This was the day I learned my dad was secretly a supporter of the Mossadegh secular movement followers, and that he had been organizing raids on known CIA moles. This was made worse with the revelation that Manijheh's father was a CIA mole. The problems stacked on top of each other when the Iranian police got involved, representing the Islamic faction of this three-way war. By the end of the year, my family was on a train to Turkey, where we flew to America.
Here I was forbidden from ever speaking Farsi again. When I was told to write my name, I wrote it in Arabic script (and for the idiots out there, the Iranians are not Arabs, they use Arabic script just English uses Roman script). For using these letters, I was hit by my mother. She wanted me to forget I was Iranian. Every time I used a Farsi word, I was hit. Now I can only remember some of my native tongue. I can speak English very well (I'm sure you've noticed) but my spelling is horrible. I spellcheck the crap out of everything before I post it, just so you know. But my most comfortable mode of conversation, the one I used with my sister and the one I actually think in, is my grandmother's sign language.
As I got older I became interested in history, technology, and punk rock. I was in several bands in my teens, playing guitar and bass. We were god awful, but we loved it. The highlight of my career was playing a show with my band "Pour Unfortunate Soles" at Studio Seven. The crowd danced for one song out of our half hour set. We sold two copies of out home-made EP, "Jam Packed Full of Crap".
I also loved history and literature. I had all eighteen books in the Roma Sub Rosa series by Steven Saylor, a series of historical fiction books that was basically Magnum P.I. in Ancient Rome. In fact, he's still writing them now, so check it out. I devoured knowledge about the classical era. In my Writing Composition class I did a report on Queen Arsinoe IV of Egypt and her involvement in the Alexandrian War.

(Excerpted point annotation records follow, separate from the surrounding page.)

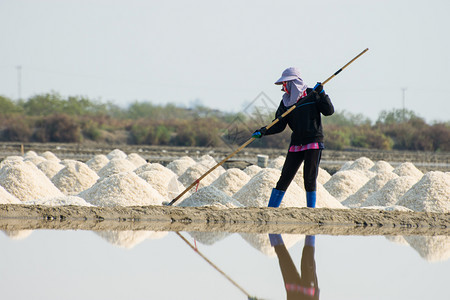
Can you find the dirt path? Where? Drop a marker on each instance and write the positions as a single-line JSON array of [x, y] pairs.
[[251, 220]]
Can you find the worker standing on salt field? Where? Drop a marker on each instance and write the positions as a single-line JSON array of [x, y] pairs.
[[307, 134]]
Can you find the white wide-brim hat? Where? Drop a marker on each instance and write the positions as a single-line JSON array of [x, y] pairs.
[[288, 75]]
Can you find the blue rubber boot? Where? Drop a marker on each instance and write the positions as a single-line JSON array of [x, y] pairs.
[[311, 199], [275, 198]]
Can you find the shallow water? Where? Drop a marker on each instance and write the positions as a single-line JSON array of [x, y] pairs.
[[51, 264]]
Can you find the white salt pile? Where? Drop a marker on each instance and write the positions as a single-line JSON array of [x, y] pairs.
[[74, 178], [129, 238], [116, 153], [431, 193], [50, 156], [252, 170], [345, 183], [372, 186], [123, 189], [59, 201], [390, 193], [231, 181], [277, 163], [209, 196], [7, 198], [261, 242], [256, 192], [431, 248], [381, 167], [136, 159], [116, 166], [160, 180], [408, 169], [50, 168], [35, 159], [26, 182], [97, 162], [179, 166]]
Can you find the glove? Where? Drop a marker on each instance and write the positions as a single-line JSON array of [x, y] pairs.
[[259, 133], [319, 88]]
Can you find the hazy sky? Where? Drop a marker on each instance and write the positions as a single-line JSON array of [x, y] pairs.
[[224, 53]]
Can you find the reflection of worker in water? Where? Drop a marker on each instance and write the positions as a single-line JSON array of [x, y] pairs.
[[297, 287]]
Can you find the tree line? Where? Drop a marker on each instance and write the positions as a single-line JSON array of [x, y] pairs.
[[50, 117]]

My love for historical politics led me to follow current events closely. I wrote political opinion columns for the school newspaper, the Garfield Messenger, and was always ranting about local politics to anyone who would listen. At the age of sixteen I was a common sight on the "Letters to the Editor" section of the Seattle Stranger.
I turned 18 on April 17th, 2030, and was ready to graduate high school. I had a job at the local theater, Meridian 16, and was doing well for myself. I had just cashed my first paycheck and was walking on air. I felt generous, so when a deformed man covered in blankets asked me if I could spare "some currency", I handed him a ten dollar bill and wished him good luck.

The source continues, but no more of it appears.